Eric J. Mapes v. Home Depot, et al.
This text of Eric J. Mapes v. Home Depot, et al. (Eric J. Mapes v. Home Depot, et al.) is published on Counsel Stack Legal Research, covering District Court, N.D. Indiana primary law. Counsel Stack provides free access to over 12 million legal documents including statutes, case law, regulations, and constitutions.
Opinion
UNITED STATES DISTRICT COURT NORTHERN DISTRICT OF INDIANA HAMMOND DIVISION
ERIC J. MAPES, ) Plaintiff, ) ) v. ) CAUSE NO.: 2:25-CV-123-PPS-JEM ) HOME DEPOT, et al., ) Defendants. )

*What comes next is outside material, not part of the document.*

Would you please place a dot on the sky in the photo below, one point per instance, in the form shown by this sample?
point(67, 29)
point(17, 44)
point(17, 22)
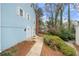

OPINION AND ORDER This matter is before the Court on a Motion to Recuse Judge John E. Martin [DE 42] filed by Plaintiff Eric J. Mapes, pro se, on August 8, 2025. Mapes alleges that the undersigned must recuse himself from this case “to preserve judicial integrity and ensure impartial adjudication of disability rights claims and protect Plaintiff’s statutory and constitutional rights.” (Mot. at 1, ECF No. 42). Judges must recuse themselves from proceedings in which they have a personal bias or prejudice against or in favor of a party or in which their impartiality might reasonably be questioned. 28 U.S.C. §§ 144, 455(a). Conversely, Judges should not recuse from cases where there is no justification for doing so. U.S. v. Hanhardt, 134 F. Supp. 2d 972, 975 (N.D. Ill. 2001) (citing New York City Housing Dev. Corp. v. Hart, 796 F.2d 976, 981 (7th Cir. 1986)); see also 28 U.S.C. § 455. Plaintiff argues that the undersigned’s previous rulings in this case show partiality, but such rulings standing alone are insufficient, as the recusal statutes “require bias to ‘stem from an extrajudicial source.’” Fairley v. Andrews, 423 F. Supp. 2d 800, 803-04 (N.D. Ill. 2006) (quoting Liteky v. United States, 510 U.S. 540, 544 (1994)). “Errant decisions are grounds for appeal, not for seeking a judge’s recusal.” Thomas v. Dart, 39 F.4th 835, 844 (7th Cir. July 12, 2022). Also, Plaintiff’s argument that his access to the courts has been restricted due to his disability is not new to this lawsuit. He has levied similar accusations against the Indiana Court of Appeals. See Mapes v. Indiana Ct. of Appeals, No. 2:25-CV-404 (Oct. 10, 2025) (order dismissing suit for lack of jurisdiction). Additionally, both Indiana’s Supreme Court and Court of Appeals have found that Plaintiff has engaged in abusive litigation conduct. Mapes v. State¸ 201 N.E.3d
1168, 1170 (Ind. 2023) (“Appellant is CAUTIONED that further abuse of the appellate process will likely result in imposition of restrictions.”); Mapes v. Carroll Cnty., 266 N.E.3d 283, 285 (Ind. Ct. App. 2025) (“The Court finds that Appellant is a prolific, abusive litigant whose numerous filings have been a drain on judicial resources.”). The undersigned has no personal bias or prejudice against or in favor of Plaintiff, and the undersigned’s rulings in this case do not present circumstances under which the undersigned’s impartiality could reasonably be questioned. Plaintiff also requests the appointment of counsel. By local rule, however, motions must be filed separately, N.D. Ind. L.R. 7-1(a), so this request must also be denied as not properly
presented to the Court. Therefore, the Court DENIES the Motion to Recuse Judge John E. Martin [DE 42]. SO ORDERED this 24th day of October, 2025. s/ John E. Martin MAGISTRATE JUDGE JOHN E. MARTIN UNITED STATES DISTRICT COURT
cc: All counsel of record Plaintiff, pro se.